P: Você disse a um interrogador que nós somos o mesmo, que somos iguais. Eu não posso acreditar nisto. Desde que eu não acredite, qual a utilidade de sua declaração para mim?
M: Sua descrença não interessa. Minhas palavras são verdadeiras e elas farão sua tarefa. Esta é a beleza da companhia nobre (satsang).
P: Simplesmente sentar-se perto de você pode ser considerado prática espiritual?
M: Certamente. O rio da vida está fluindo. Algo de sua água está aqui, mas muito dela já alcançou sua meta. Você só conhece o presente. Eu vejo muito mais longe no passado e no futuro, no que você é e no que pode ser. Não posso senão ver você como a mim mesmo. Não ver diferença está na própria natureza do amor.
P: Como eu poderia me ver como você me vê?
M: É suficiente que você não imagine ser o corpo. É a ideia ‘Eu sou o corpo’ que é tão desastrosa. Ela o cega completamente em relação à sua natureza real. Mesmo por um momento não pense que você é o corpo. Não se dê nenhum nome. nenhuma forma. Na escuridão e no silencio, a realidade é encontrada.
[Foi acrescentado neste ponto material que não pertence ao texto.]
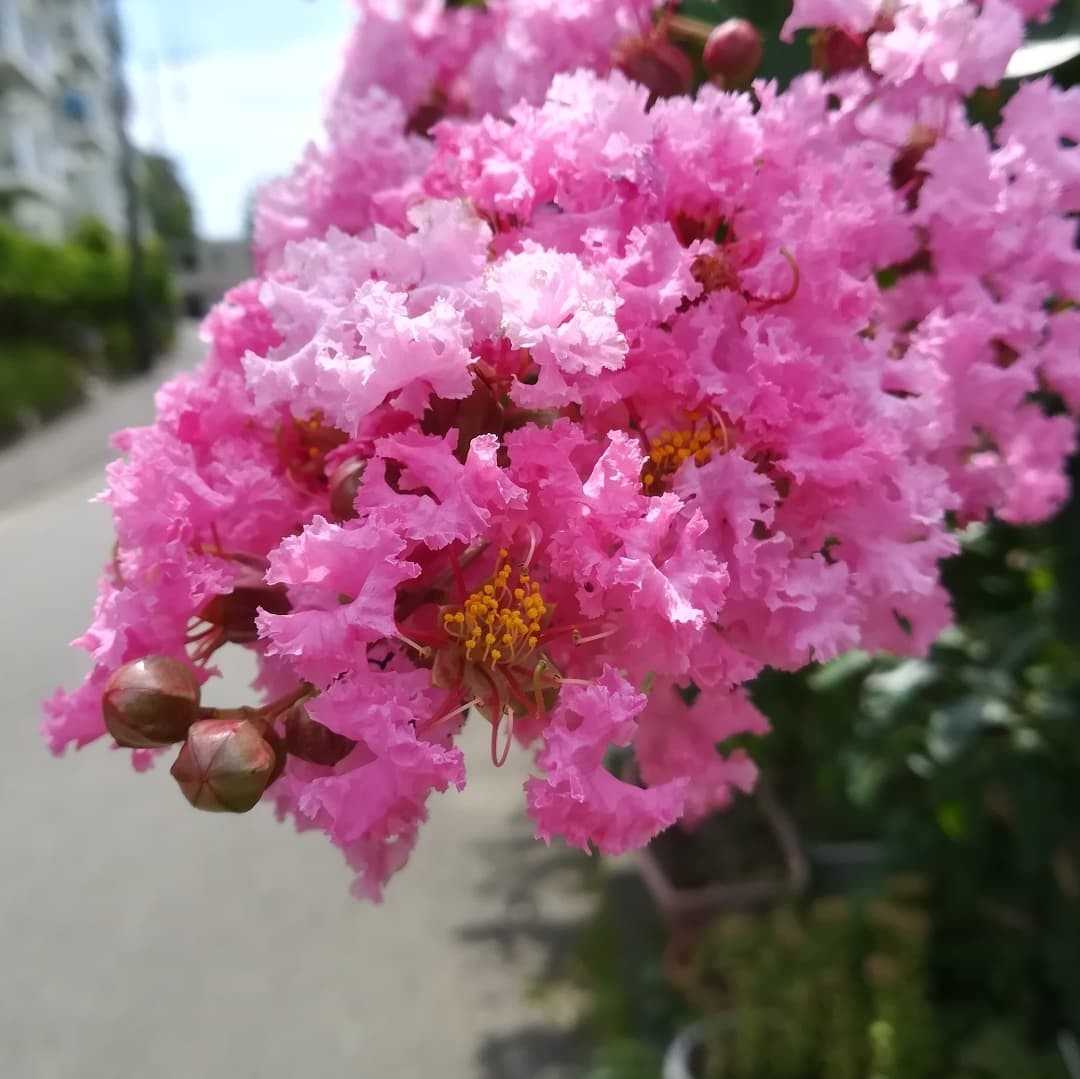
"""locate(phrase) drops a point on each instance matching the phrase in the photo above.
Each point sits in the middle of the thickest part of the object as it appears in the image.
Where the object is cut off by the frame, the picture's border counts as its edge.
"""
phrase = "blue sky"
(231, 89)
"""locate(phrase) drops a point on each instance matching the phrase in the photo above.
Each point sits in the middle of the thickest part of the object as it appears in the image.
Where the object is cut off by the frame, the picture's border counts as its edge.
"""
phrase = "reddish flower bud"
(309, 740)
(834, 50)
(345, 483)
(733, 52)
(653, 62)
(150, 702)
(234, 611)
(225, 765)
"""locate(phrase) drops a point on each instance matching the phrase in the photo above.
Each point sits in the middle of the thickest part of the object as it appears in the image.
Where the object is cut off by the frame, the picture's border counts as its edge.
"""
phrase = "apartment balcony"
(82, 42)
(84, 124)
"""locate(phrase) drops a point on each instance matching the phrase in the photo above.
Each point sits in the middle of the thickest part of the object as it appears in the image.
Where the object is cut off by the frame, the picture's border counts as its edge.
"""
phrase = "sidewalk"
(142, 939)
P: Não devo pensar com certa convicção que não sou o corpo? Onde vou encontrar tal convicção?
M: Comporte-se como se você estivesse plenamente convencido e a confiança virá. Qual o valor de meras palavras? Uma fórmula, um padrão mental, não o ajudará. Mas a ação altruísta, livre de toda preocupação com o corpo e seus interesses, levá-lo-á para dentro do próprio coração da Realidade.
P: De onde obterei a coragem para agir sem convicção?
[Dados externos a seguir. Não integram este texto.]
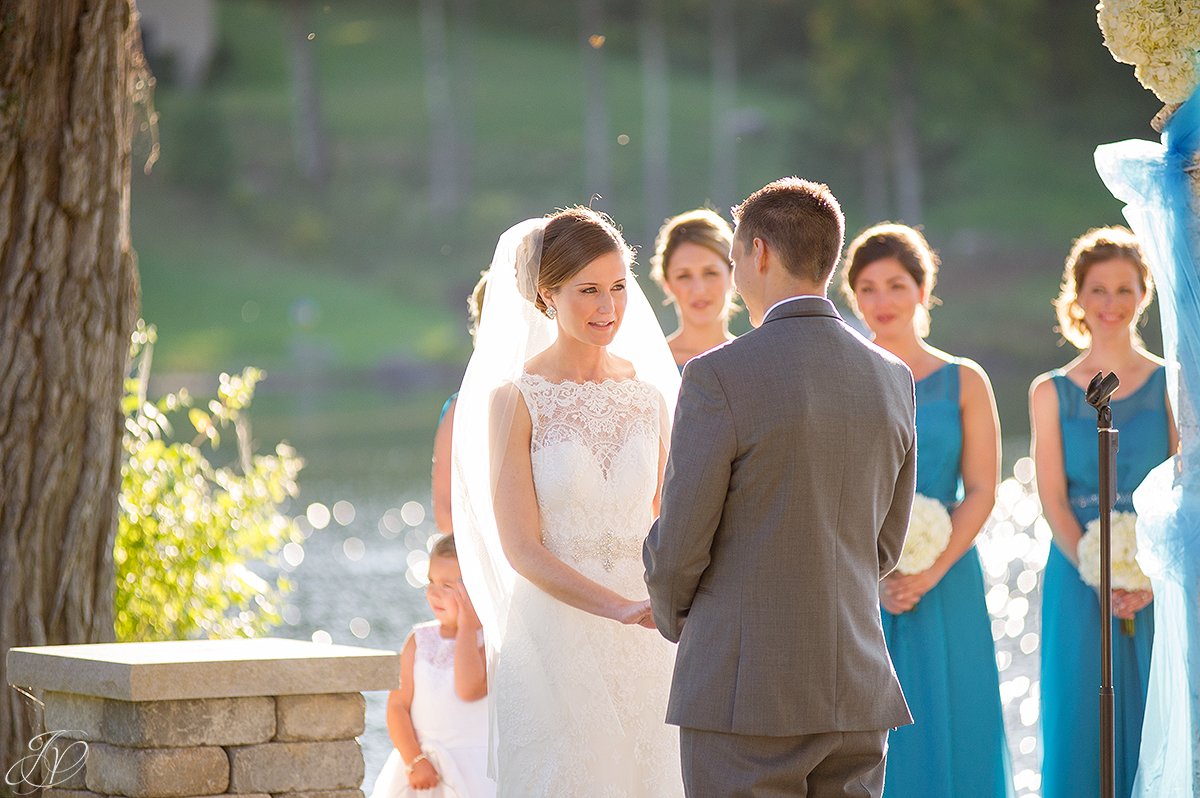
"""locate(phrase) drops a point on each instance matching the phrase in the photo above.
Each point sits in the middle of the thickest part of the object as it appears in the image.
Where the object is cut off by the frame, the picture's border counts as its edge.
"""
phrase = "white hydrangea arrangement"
(1161, 39)
(1127, 575)
(929, 532)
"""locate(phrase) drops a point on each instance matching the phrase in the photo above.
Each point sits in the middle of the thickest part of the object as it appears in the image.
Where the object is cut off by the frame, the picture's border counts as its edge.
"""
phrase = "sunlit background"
(331, 179)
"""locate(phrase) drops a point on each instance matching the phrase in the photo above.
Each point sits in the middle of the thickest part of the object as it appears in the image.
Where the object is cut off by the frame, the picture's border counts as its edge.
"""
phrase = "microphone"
(1101, 389)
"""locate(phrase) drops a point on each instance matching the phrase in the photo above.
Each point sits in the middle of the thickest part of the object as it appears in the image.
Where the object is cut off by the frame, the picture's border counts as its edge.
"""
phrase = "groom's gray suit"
(786, 501)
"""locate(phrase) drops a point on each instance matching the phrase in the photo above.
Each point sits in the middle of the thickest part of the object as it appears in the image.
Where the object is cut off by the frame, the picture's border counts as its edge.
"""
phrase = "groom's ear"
(761, 253)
M: O amor lhe dará a coragem. Quando você encontrar alguém totalmente admirável, digno de amor, sublime, seu amor e sua admiração darão a você o impulso para agir nobremente.
P: Nem todos sabem admirar o admirável. A maioria das pessoas é totalmente insensível.
M: A vida os fará apreciar. O próprio peso da experiência acumulada dar-lhes-á olhos para ver. Quando você encontrar um homem digno, você o amará e confiará nele, e seguirá seu conselho. Este é o papel das pessoas realizadas - dar um exemplo de perfeição para que os outros admirem e amem. A beleza da vida e do caráter é uma contribuição enorme para o bem comum.
P: Não devemos sofrer para crescer?
M: É suficiente saber que há sofrimento, que o mundo sofre. Por si mesmos, nem prazer nem dor iluminam. Apenas a compreensão o faz. Uma vez que tenha compreendido a verdade de que o mundo está cheio de sofrimento, que nascer é uma calamidade, você encontrará a urgência e a energia para ir além dele. O prazer o põe a dormir e a dor o acorda. Se não quer sofrer, não adormeça. Você não pode conhecer a si mesmo apenas por meio da felicidade, pois esta é sua própria natureza. Você deve encarar o oposto, o que você não é, para encontrar a iluminação.